Leibniz Institute for Prevention Research and Epidemiology - BIPS, Bremen, Germany.
Faculty of Mathematics and Computer Science, University of Bremen, Bremen, Germany.
Stat Med. 2022 Oct 15;41(23):4716-4743. doi: 10.1002/sim.9535. Epub 2022 Jul 31.
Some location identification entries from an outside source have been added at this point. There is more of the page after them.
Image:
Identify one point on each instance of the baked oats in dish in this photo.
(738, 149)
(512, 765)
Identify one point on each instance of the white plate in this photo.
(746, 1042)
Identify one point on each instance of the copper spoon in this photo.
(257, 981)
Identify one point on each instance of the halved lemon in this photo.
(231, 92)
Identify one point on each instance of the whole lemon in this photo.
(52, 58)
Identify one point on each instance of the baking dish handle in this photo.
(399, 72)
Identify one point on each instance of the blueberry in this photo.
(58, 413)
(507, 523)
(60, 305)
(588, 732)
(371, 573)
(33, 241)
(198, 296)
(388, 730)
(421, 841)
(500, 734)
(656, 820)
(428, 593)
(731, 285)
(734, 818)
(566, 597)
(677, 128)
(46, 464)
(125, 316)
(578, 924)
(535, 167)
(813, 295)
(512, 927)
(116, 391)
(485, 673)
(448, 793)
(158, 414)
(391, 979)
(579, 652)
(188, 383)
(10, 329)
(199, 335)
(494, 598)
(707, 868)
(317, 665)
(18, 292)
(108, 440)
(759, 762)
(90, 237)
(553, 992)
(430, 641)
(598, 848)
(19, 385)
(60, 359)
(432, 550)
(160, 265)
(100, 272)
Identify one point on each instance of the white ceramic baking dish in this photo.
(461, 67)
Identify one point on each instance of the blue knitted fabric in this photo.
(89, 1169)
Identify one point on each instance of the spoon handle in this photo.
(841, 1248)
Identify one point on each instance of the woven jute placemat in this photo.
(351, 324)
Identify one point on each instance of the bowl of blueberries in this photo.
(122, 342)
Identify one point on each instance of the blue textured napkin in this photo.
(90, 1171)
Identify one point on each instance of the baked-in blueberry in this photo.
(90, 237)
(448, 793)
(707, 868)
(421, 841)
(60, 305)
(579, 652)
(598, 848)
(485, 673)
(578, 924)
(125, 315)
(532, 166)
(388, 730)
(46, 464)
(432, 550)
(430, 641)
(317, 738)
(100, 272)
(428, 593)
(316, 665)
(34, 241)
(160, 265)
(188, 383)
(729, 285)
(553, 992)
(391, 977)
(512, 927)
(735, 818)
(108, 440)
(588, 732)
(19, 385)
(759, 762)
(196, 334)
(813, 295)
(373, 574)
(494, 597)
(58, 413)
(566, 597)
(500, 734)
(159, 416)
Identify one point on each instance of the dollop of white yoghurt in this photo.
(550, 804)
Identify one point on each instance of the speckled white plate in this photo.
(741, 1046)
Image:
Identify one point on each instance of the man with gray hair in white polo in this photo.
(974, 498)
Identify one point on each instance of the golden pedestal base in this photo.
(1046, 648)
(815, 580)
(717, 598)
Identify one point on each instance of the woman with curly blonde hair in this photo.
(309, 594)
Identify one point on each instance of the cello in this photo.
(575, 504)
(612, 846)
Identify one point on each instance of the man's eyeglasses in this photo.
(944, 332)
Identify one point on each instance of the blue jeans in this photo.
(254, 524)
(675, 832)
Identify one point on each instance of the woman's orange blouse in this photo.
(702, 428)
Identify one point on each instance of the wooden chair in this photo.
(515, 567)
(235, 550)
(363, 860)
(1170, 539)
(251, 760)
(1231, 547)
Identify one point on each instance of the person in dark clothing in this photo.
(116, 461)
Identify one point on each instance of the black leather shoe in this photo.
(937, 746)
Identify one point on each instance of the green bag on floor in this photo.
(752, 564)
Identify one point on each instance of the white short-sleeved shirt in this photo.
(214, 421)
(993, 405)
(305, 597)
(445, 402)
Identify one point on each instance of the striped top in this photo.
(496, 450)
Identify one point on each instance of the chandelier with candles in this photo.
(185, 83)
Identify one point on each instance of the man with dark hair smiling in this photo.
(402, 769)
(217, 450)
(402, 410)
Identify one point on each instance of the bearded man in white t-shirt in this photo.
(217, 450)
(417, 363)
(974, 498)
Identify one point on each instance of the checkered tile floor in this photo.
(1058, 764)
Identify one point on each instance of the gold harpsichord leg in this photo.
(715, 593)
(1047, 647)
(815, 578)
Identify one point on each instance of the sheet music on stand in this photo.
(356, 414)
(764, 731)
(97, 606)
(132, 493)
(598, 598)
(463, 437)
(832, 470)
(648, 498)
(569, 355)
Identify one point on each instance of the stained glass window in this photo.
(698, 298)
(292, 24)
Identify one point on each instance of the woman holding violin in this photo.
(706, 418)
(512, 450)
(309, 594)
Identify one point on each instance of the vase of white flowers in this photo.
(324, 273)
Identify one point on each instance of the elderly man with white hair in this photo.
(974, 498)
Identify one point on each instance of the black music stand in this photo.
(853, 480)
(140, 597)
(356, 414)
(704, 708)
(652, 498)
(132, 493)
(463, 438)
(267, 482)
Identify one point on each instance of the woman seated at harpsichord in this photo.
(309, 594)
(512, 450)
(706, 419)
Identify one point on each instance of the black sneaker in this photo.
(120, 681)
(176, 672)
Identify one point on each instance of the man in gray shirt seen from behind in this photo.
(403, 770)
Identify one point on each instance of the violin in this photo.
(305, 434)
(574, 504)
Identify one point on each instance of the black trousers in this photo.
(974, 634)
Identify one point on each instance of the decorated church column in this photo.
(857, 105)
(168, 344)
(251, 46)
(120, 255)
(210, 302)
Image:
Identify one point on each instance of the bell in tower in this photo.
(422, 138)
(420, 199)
Causal discovery algorithms estimate causal graphs from observational data. This can provide a valuable complement to analyses focusing on the causal relation between individual treatment-outcome pairs. Constraint-based causal discovery algorithms rely on conditional independence testing when building the graph. Until recently, these algorithms have been unable to handle missing values. In this article, we investigate two alternative solutions: test-wise deletion and multiple imputation. We establish necessary and sufficient conditions for the recoverability of causal structures under test-wise deletion, and argue that multiple imputation is more challenging in the context of causal discovery than for estimation. We conduct an extensive comparison by simulating from benchmark causal graphs: as one might expect, we find that test-wise deletion and multiple imputation both clearly outperform list-wise deletion and single imputation. Crucially, our results further suggest that multiple imputation is especially useful in settings with a small number of either Gaussian or discrete variables, but when the dataset contains a mix of both neither method is uniformly best. The methods we compare include random forest imputation and a hybrid procedure combining test-wise deletion and multiple imputation. An application to data from the IDEFICS cohort study on diet- and lifestyle-related diseases in European children serves as an illustrating example.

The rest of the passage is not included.